Abstract

Interaction of mobile disclinations in the liquid crystalline state results in various disclination arrays. The mesophase state of liquid crystalline polymer (LCPs) samples has been assumed to consist of a polydomain texture, each domain having an internal structure of uniform orientation bounded by regions where the molecular director field undergoes reorientation from one domain to its neighbour. However, the detailed nature of the boundary region (in particular whether the molecular director reorients in a continuous or discontinuous fashion) is largely unknown. We have observed groupings of disclinations of alternating sign which resemble Bouligand's serrated wall structure1 and ‘foursomes’ of two positive and two negative disclinations which bear a likeness to the ‘effective domain’ structure recently hypothesized by Marrucci2 to account for certain rheological aspects of LCPs.

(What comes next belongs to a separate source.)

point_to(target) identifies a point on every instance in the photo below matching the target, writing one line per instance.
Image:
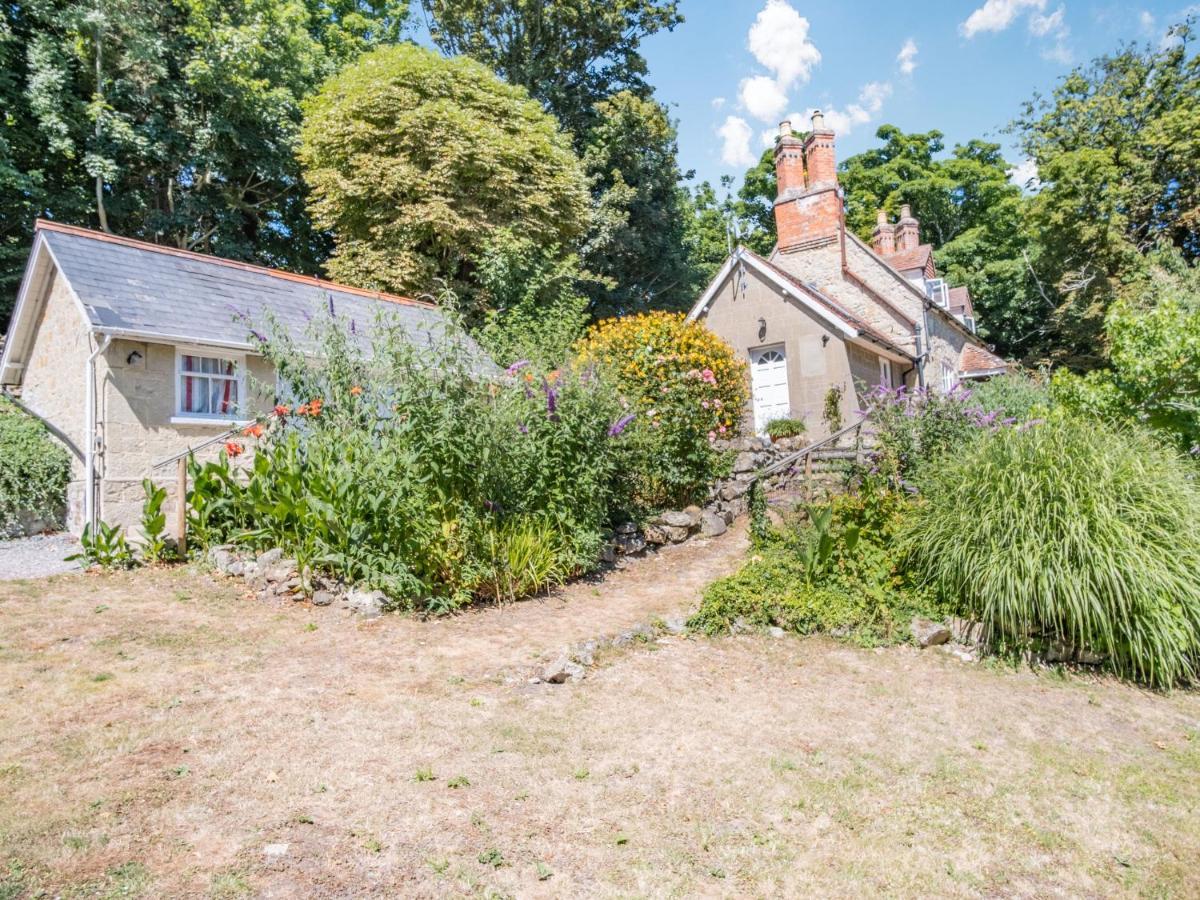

The arrangements of disclinations in our thin-film samples give rise to an apparent polydomain texture consisting of regions of uniform molecular orientation bounded by disclinations where the molecular director undergoes continuous rotation about an axis parallel to the disclination lines (Neel walls). The specific disclination arrays observed will be influenced by the molecular weight and stiffness constants of the particular LCP and by the flow history, thickness and boundary conditions of the film3; nevertheless, except in the vicinity of the disclination cores, the field of molecular director trajectories throughout the polydomain sample texture is both continuous and translationally parallel.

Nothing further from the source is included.